Learning in Australia: Strange Days
By BJ Poss
Elm Staff Writer
A light ringing begins to break the silence into which I have been consuming myself deeper and deeper. It’s my watch telling me that it has just hit three o’clock in the morning. I look down off the edge I’ve been sitting on, only to see six stories of darkness laid down beneath me.
I’ve been in Australia for almost a month now, trying to find all of the answers I came here looking for. When you’re in one place for any extended period of time, you start to fall under some sort of both self and generally perceived norm or label of yourself. All of you know just what I’m talking about. But I am in a new place where I have never seen or met any of the people that I am coming into contact with, and they know absolutely nothing about me.
The reality is that I can be anybody I want to be for these next four months. Not to say that I don’t like the person that I am back home, but perhaps I will uncover another side of myself that I didn’t even know was there in the first place. Almost like I have a second chance at who I am, while still being myself. I can step into a
direction that I may have passed up on the first time around.
Since getting here I have experienced things that I have never even come close to in my entire life. I grew up in southern Maryland and have never been off of the east coast for more than a week, or in any real city for more than a weekend. So this is a completely different animal to me. To start off with, this is in no doubt pound for pound the most beautiful place I have ever seen in my life. There’s just something about it, everything seems to pop out just a little bit more. I don’t see the spray painted writings on the city walls as graffiti; over here it’s pure art. Every part of this place oozes with expression of something or someone. You can just tell that it is all there for a purpose.
Even to this day, as I ride the bus over to Burleigh Heads, I just think to myself, “there’s no way the grass could be greener on the other side.” The thing that has hit home the most for me so far is the freedom of the kids over here. Even though I want them all to shut up as they sit behind me on the bus, you can tell that they have absolutely no worry in the world. And this doesn’t come from them knowing they can get in trouble because their parents can pay their way out of it. If anything it’s just the opposite. As they joke around in their worn out Van’s and torn tank tops, you can tell that they know they don’t need any of the things that some of us feel we can’t live without.

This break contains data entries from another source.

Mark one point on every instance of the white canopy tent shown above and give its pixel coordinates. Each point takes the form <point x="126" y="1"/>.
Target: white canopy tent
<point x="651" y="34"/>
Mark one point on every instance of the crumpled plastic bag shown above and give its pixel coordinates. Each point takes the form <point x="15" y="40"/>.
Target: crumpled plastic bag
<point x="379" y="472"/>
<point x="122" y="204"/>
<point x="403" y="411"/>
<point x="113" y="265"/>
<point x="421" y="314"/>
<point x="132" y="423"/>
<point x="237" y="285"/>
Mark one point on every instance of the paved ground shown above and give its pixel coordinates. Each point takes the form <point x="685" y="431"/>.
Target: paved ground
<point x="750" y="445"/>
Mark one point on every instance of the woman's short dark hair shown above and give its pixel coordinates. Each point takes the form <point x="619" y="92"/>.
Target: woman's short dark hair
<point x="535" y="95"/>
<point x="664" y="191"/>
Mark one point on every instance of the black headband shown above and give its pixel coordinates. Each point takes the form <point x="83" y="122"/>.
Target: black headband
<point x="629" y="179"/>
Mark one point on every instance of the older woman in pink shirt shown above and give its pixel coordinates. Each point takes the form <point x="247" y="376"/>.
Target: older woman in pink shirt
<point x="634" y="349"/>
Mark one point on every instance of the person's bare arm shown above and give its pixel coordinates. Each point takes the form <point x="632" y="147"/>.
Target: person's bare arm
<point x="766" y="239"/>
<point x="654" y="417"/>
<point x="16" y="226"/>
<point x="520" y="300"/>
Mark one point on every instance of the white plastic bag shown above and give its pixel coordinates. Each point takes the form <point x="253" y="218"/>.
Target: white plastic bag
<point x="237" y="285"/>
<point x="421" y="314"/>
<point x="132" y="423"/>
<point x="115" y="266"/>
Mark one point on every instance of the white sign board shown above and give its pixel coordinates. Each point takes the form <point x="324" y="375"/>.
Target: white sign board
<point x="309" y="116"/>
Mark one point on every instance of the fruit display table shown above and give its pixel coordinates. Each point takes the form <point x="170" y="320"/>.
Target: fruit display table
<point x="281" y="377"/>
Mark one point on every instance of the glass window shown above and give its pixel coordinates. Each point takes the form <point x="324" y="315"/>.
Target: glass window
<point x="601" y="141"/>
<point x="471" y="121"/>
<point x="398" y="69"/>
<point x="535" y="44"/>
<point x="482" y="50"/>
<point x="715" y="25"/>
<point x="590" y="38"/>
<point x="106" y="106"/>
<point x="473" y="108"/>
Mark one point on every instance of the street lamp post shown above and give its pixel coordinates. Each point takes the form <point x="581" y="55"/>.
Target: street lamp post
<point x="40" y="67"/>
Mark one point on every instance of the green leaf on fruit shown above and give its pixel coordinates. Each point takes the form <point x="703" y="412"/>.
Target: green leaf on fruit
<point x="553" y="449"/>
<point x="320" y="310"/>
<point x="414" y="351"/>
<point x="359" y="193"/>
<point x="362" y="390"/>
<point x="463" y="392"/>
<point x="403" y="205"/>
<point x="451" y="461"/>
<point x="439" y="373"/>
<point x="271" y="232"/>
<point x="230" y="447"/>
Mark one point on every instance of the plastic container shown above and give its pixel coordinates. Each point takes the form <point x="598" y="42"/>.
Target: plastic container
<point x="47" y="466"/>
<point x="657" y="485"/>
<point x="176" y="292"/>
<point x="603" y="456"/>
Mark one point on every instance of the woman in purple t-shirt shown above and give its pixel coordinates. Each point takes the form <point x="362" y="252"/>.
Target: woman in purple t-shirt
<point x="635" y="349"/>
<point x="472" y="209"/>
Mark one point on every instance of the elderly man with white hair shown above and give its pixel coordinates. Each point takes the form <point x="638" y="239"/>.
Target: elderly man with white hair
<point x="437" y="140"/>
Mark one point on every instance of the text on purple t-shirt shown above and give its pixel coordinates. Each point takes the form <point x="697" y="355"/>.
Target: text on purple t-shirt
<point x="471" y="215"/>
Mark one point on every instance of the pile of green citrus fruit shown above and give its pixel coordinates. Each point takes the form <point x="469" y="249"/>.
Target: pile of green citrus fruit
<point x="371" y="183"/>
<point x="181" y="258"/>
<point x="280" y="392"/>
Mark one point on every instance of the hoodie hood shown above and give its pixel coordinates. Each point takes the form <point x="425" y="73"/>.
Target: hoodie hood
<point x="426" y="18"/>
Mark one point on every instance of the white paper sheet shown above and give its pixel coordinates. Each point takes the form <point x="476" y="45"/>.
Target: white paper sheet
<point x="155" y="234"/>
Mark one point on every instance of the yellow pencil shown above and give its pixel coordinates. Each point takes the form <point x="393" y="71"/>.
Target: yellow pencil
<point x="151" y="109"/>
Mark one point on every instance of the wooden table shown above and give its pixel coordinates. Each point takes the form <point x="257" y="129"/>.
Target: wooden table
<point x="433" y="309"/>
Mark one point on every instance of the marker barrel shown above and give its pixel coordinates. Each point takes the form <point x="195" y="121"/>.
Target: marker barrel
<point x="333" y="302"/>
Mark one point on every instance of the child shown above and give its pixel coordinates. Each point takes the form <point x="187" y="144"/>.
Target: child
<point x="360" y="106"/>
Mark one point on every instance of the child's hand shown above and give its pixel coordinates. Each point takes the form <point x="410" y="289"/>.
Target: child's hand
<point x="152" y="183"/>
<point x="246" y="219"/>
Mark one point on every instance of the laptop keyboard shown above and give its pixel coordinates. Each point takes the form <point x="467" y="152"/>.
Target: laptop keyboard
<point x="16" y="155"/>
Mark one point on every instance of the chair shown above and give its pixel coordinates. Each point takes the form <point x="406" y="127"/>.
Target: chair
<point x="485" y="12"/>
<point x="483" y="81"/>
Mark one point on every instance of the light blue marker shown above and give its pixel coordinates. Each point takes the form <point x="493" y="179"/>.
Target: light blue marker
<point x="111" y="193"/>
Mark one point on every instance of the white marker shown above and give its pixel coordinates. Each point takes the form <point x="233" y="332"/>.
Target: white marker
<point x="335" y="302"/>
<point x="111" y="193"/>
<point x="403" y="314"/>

Maybe Janis was right after all, “Freedom is just another word for nothing left to lose.”
So it’s a Saturday night, and for the first time in my life I am actually legal. We decide it’s about time to start saving a bit of cash over here, so instead of going into the city we dip off into the local bar across the street from campus to hang out for a while. It’s not a quiet bar by any means, but is much more homey than the clubs full of strobe lights and mashed -up house music that I’ve gotten used to over here. So it’s a nice change of pace. It’s closing time, and as I walk around in the mob of people huddled around the exit of the bar, I realize that the people that I walked over with had left already.
As I try to make my way out I run into a small group of people and get caught up in conversation. Some of them I knew already, but a couple of these were new faces. One of them in particular I recognized as the lead singer of the local band that was playing at the bar all night. Turns out a couple of them live right down the street and invite us all over to chill out and have a beer for a little bit. I didn’t know that I was walking into what was a palace of an apartment compared to my dorm room. Leather couches, covered balcony on the water, the whole nine yards. We all start to get more comfortable with each other as they bring out a Big River Harp and an old Cole Clark and begin to slowly pick away.
It was a real nice mellow mood, one that I’ve missed from back home. But after a little bit, the itch for something more starts to take over as I notice they’re doing construction right next to the balcony, which has a full construction platform that goes up farther than I can see. So next thing I know I’m looking down as the rest of the group turns back while I continue to climb. For some reason I was convinced it was some type of failure if I didn’t reach the top.
A light ringing begins to break the silence into which I have been consuming myself deeper and deeper. It’s my watch telling me that it has just hit 3 o’clock in the morning. I look down off the edge I’ve been sitting upon; only to see six stories of darkness laid down beneath me. I scoot back a little bit onto the roof as I look out to see the lights of the cityline illuminate the dark night just as a light drizzle breaks out. I don’t mind, I’ve always thought there was something special about rain in the night. Sitting on this drenched dark roof, I honestly was more in touch with myself than I had been in a long time.
When I boarded the plane for my thirteen-hour flight, I thought that I was missing something that I’d be able to figure out through my journey here. But what I ended up stumbling upon was that I’ve had it all this entire time. Sometimes it just takes a real moment for you to realize it. Perhaps the most important thing I’ve learned so far through this whole thing is how amazing it is what you can see sometimes when you’re not even looking.